Macroeconomics

Exogenous Growth

Published Mar 5, 2023

Definition of Exogenous Growth

Exogenous growth is a type of economic growth that is driven by external factors, such as technological progress or population growth, rather than by internal factors, such as investment or savings rates. In other words, exogenous growth is not caused by efforts made by people but rather by external factors that affect the economy as a whole.

Example

For example, technological progress is a major driver of exogenous growth. Technological advancements can lead to the creation of new industries, products, and services that were not previously available, increasing productivity and generating economic growth. The development of the internet and mobile devices over the past few decades is a prime example of exogenous growth driven by technological progress and has transformed the way people live and work around the world.

Similarly, population growth can also contribute to exogenous economic growth. As populations grow, there is typically an increase in demand for goods and services, leading to higher levels of economic activity. However, it is important to note that population growth alone may not be sufficient to sustain long-term economic growth without other contributing factors, such as productivity growth.

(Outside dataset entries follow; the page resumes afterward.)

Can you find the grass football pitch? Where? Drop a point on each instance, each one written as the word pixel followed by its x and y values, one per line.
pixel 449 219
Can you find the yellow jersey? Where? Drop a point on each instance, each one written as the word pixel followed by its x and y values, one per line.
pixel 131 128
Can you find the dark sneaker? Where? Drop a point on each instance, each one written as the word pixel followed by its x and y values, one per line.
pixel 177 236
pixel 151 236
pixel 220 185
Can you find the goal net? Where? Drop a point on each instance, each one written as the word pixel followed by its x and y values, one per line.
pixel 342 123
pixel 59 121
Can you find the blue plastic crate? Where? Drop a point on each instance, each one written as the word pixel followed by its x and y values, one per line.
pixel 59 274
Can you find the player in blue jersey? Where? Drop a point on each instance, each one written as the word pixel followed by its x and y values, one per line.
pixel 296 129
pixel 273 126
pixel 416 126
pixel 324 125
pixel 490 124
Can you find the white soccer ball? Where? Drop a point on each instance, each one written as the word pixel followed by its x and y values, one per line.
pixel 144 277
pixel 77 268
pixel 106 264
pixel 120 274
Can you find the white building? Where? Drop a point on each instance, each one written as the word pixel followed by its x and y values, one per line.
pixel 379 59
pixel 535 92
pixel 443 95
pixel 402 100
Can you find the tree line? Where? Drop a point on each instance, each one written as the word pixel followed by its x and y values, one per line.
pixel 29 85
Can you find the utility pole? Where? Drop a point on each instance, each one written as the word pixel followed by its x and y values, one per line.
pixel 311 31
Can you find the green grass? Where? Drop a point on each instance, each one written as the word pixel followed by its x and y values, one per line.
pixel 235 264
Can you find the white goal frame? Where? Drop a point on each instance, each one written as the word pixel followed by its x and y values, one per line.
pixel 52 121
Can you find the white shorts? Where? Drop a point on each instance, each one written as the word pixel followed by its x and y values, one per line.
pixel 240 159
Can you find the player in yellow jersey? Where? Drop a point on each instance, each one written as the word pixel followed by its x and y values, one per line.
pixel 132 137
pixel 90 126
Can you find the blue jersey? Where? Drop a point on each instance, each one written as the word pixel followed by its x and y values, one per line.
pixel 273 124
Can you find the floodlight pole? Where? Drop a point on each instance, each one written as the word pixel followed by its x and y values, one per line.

Why Exogenous Growth Matters

Exogenous growth is important because it can provide a significant boost to an economy’s overall productivity and economic performance. However, it relies on external factors that may not necessarily continue indefinitely, meaning that it may not be a sustainable source of economic growth over the long term. The use of more traditional methods to promote economic growth, such as increasing investment in education and infrastructure or improving productivity levels, therefore remains a critical consideration for policymakers seeking to drive long-term economic growth.